The machine-learning classifier ALLCatchR2 identifies 20 T-ALL subtypes across cohorts and age groups
Journal:
bioRxiv
Published Date:
Jun 3, 2026
Abstract
T-cell acute lymphoblastic leukemia (T-ALL) comprises molecularly diverse subtypes, but robust cross-cohort validations and operational gene-expression definitions are lacking.
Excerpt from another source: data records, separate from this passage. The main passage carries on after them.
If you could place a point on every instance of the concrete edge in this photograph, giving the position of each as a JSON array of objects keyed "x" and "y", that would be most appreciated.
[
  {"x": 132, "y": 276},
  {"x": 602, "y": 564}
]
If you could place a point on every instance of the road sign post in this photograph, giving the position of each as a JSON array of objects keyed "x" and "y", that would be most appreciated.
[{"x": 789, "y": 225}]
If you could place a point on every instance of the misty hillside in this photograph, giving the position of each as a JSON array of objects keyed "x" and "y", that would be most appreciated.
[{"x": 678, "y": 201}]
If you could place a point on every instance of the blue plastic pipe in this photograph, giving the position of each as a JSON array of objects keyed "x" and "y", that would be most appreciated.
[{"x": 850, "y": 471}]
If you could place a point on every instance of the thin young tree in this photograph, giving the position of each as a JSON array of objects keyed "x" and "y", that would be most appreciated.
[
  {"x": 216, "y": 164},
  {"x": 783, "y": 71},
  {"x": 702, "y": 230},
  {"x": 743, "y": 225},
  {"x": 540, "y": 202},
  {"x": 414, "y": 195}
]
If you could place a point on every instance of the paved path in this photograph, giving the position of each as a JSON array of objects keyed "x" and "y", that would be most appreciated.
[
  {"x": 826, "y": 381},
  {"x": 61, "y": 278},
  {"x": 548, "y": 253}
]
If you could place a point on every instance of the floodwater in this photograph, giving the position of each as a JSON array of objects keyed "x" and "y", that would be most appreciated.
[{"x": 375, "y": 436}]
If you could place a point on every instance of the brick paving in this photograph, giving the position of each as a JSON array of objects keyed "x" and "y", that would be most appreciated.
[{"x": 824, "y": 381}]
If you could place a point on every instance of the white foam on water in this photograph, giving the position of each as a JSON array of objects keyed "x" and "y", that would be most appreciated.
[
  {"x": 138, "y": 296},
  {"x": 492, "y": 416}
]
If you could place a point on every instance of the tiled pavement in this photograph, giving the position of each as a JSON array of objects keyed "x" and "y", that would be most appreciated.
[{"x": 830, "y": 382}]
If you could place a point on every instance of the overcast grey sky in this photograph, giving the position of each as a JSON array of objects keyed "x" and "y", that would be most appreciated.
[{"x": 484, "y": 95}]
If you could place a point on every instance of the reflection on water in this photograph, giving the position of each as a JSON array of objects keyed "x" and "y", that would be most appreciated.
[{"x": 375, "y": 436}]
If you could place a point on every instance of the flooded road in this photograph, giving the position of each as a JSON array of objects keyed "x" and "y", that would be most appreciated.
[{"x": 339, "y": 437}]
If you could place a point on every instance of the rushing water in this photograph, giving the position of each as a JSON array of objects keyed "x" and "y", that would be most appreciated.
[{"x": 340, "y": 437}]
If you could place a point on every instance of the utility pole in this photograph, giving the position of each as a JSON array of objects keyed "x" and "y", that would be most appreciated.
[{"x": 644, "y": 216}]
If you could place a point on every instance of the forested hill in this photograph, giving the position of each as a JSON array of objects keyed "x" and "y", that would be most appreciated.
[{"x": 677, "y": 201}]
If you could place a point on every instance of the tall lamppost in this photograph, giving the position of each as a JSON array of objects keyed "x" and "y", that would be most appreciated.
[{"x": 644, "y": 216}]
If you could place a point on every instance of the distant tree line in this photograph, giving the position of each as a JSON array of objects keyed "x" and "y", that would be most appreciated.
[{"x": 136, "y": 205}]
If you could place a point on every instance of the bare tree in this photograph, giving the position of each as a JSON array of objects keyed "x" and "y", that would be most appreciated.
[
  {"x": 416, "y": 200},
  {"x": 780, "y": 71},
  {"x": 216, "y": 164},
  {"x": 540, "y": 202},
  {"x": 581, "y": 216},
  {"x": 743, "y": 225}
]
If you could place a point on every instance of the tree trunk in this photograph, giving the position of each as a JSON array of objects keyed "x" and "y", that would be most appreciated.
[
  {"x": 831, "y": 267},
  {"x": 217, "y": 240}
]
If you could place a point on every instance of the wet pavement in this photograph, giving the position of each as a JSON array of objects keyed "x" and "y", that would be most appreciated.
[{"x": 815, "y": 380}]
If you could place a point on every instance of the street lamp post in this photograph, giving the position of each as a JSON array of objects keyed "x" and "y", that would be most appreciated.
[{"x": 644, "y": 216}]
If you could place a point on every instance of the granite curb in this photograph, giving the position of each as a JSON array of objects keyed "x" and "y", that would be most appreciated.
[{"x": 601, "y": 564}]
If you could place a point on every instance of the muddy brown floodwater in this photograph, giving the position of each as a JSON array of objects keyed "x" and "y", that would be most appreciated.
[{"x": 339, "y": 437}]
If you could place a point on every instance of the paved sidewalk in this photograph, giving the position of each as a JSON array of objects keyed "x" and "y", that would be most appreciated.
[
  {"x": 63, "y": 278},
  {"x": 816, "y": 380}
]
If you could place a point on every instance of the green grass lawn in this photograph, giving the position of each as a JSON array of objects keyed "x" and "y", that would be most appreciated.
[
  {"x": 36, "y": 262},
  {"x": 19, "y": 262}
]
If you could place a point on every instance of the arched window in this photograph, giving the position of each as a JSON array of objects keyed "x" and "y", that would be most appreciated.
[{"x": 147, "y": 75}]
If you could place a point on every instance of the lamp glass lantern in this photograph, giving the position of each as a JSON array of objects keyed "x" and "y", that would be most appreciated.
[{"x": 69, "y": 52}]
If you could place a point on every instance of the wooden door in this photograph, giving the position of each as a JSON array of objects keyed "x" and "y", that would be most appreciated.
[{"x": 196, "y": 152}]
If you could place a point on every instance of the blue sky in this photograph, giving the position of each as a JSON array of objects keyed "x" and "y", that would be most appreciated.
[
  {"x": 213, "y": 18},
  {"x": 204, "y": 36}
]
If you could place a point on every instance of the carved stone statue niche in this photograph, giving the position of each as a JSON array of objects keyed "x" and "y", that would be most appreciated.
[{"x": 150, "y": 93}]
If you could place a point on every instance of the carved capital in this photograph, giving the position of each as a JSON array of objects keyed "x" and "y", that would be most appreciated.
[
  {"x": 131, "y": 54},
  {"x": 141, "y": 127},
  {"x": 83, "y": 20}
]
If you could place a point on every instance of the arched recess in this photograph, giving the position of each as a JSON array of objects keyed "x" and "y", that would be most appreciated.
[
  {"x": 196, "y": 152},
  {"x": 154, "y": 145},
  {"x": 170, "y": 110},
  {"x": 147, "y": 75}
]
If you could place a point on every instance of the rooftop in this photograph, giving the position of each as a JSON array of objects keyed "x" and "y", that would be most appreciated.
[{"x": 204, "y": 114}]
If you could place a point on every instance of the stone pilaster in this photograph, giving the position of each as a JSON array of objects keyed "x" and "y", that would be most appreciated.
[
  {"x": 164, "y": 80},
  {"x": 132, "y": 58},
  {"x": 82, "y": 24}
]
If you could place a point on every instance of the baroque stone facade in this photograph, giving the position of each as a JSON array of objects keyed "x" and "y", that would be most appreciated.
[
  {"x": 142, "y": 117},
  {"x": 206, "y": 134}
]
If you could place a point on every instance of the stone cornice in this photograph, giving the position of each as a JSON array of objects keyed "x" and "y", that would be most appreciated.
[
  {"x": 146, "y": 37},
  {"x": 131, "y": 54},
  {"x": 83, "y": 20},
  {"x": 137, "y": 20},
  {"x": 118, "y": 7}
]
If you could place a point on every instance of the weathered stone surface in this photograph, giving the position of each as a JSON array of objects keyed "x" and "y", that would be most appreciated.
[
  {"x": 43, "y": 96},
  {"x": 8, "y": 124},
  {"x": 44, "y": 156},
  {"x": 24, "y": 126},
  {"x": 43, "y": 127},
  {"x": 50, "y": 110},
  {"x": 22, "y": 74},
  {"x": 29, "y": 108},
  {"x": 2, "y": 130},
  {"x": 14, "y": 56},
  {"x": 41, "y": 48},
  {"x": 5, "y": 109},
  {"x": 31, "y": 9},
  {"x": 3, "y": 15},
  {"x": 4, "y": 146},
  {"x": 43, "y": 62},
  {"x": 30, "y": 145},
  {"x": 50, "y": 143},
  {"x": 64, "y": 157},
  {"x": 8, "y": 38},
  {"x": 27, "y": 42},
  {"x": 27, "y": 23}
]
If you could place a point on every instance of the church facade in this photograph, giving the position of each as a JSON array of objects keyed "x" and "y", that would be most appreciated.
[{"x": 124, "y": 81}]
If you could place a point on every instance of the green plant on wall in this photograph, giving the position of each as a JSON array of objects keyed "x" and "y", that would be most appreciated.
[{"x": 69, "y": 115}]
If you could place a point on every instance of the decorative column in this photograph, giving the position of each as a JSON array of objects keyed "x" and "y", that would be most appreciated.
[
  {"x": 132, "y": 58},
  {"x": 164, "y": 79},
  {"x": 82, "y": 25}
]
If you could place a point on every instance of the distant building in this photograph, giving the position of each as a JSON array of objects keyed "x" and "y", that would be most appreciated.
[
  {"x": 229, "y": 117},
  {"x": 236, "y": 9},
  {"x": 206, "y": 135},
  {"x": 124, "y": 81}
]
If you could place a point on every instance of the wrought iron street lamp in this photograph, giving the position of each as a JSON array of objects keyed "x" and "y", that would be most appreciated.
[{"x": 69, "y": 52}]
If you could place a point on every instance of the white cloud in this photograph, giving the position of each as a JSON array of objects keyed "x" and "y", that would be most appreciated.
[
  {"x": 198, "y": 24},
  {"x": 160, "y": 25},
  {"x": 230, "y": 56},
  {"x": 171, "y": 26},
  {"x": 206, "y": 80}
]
To establish a gene-expression-anchored framework for T-ALL subtyping, we aggregated 2,314 transcriptomes (15 cohorts, age: 0.8 to 90.8 years). An extended unsupervised approach defined 17 main clusters and 3 subclusters in samples with high blast fractions. Supervised analyses added an overarching immature T-ALL (ETP-like) definition and resolved the LMO2 {gamma}{delta}-like subtype. All clusters contained samples from at least two cohorts. Characteristic genomic driver enrichments were consistent across cohorts, while gene expression clusters did not correspond exclusively to single driver events but also reflected developmental origins. A machine learning classifier based on ALLCatchR, our B-ALL classifier, identified these 20 transcriptomic subtypes and the immature T-ALL (ETP-like) signature with 0.995-1.0 accuracy in a validation set (n=203). Testing the classifier on a second hold-out data set (n=265 samples) showed that 92.7% of predictions matched with corresponding driver alterations. Across all samples, 83.2% of cases received high-confidence predictions, 7.3% candidate predictions, and 9.5% remained unclassified, largely because of low blast fractions. We identified a novel gene expression cluster markedly enriched (P<0.001) for clonal hematopoiesis mutations (IDH2 R140Q, DNMT3A) and a stem-/progenitor cell-like gene expression. This novel "clonal hematopoiesis-related" T-ALL subtype was observed in six cohorts representing 8.9% of adults and 39.5% of patients aged >50 years. We advanced ALLCatchR, as a free R package that now enables B-/T-lineage separation, gene-expression subtyping, blast estimation, and developmental annotation to harmonize T-ALL classification across studies and clinical contexts.